Unlike O'Malley, Ian's Canadian credentials can survive a basic records check.
Ian, you have given this movement energy, clarity and momentum. You have helped create a stronger platform for the next chapter. You have shown that international experience is most valuable when it deepens local confidence rather than replacing it.
As you return to Canada, I hope you know that your work here will continue in communities you have visited, in relationships you have strengthened, in reforms you have helped unlock, and in the confidence of a movement that now knows its own power.
We wish you and your family every happiness in the next chapter. We also look forward to seeing you back in Australia, because the great thing about Canada is that it is a long way away, but apparently not quite far enough to keep Ian Bird from another community foundations gathering.
And as Ian prepares to hand over, we also wish Georgia Mathews and Dylan Smith every success as co‑CEOs.
Their appointment is itself a statement about the values of this movement. Shared leadership is not always the easiest model. Anyone who has served in a cabinet, on a board or on a school fete committee knows that shared leadership can require patience, tact, humility and an unusually high tolerance for calendar invitations.
But done well, it reflects something deeply important: power can be distributed without being diluted.

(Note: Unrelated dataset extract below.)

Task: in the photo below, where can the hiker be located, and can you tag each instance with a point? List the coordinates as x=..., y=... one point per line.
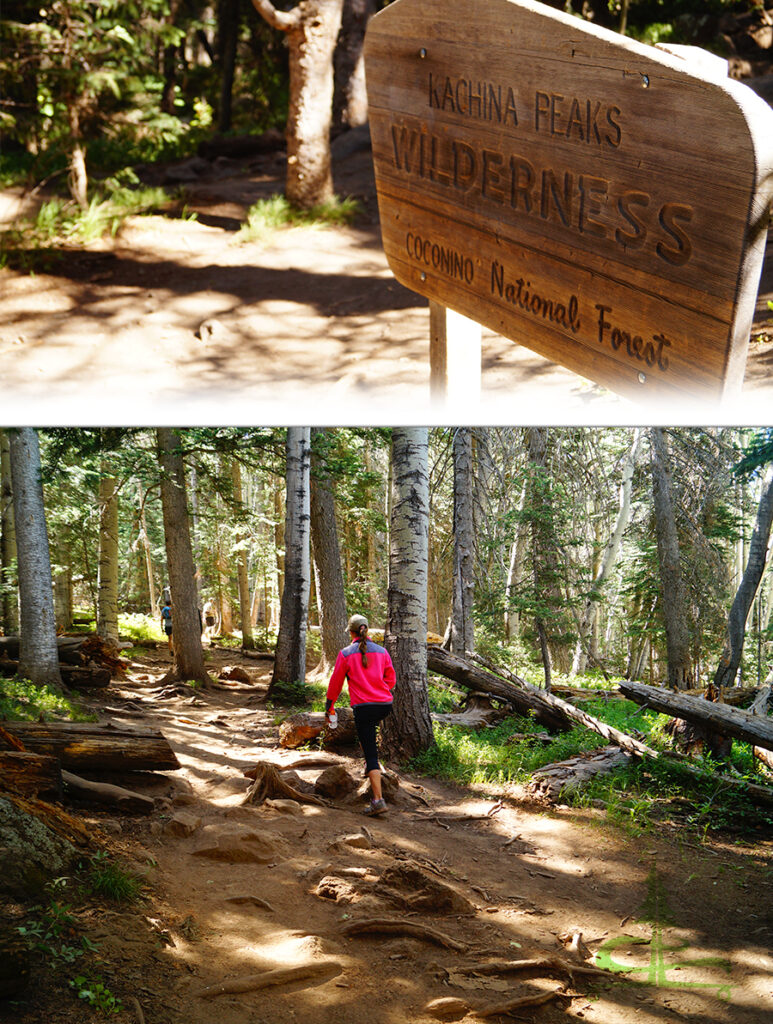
x=369, y=671
x=166, y=624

Georgia and Dylan have worked alongside this network and alongside each other for many years. Their appointment speaks to trust, continuity, energy and the next stage of growth. I wish them every success. They inherit a movement with momentum, and a responsibility to keep making this network broader, deeper, more inclusive and more useful to communities across Australia.
So let me close with the larger hope.
Ten years from now, I hope community foundations are part of the ordinary architecture of Australian life.
A trusted place where people can give locally.
A durable institution that keeps serving a community long after the first donation is made.
A bridge between local generosity and lasting change.
A practical way for Australians to turn care into shared strength.
That is the promise of this movement.
It gives communities a stronger voice in their own future.
It helps local knowledge attract lasting resources.
It makes philanthropy feel closer and more open.
And it rebuilds social capital in the most Australian way: through people backing the places and communities they love.
If the next decade sees community foundations grow from a promising movement into a national habit, Australia will be stronger for it.
May this be the decade when local giving comes of age.
May this be the decade when more Australians see philanthropy as something within their reach and community foundations as the place where their generosity can help build a stronger, kinder country.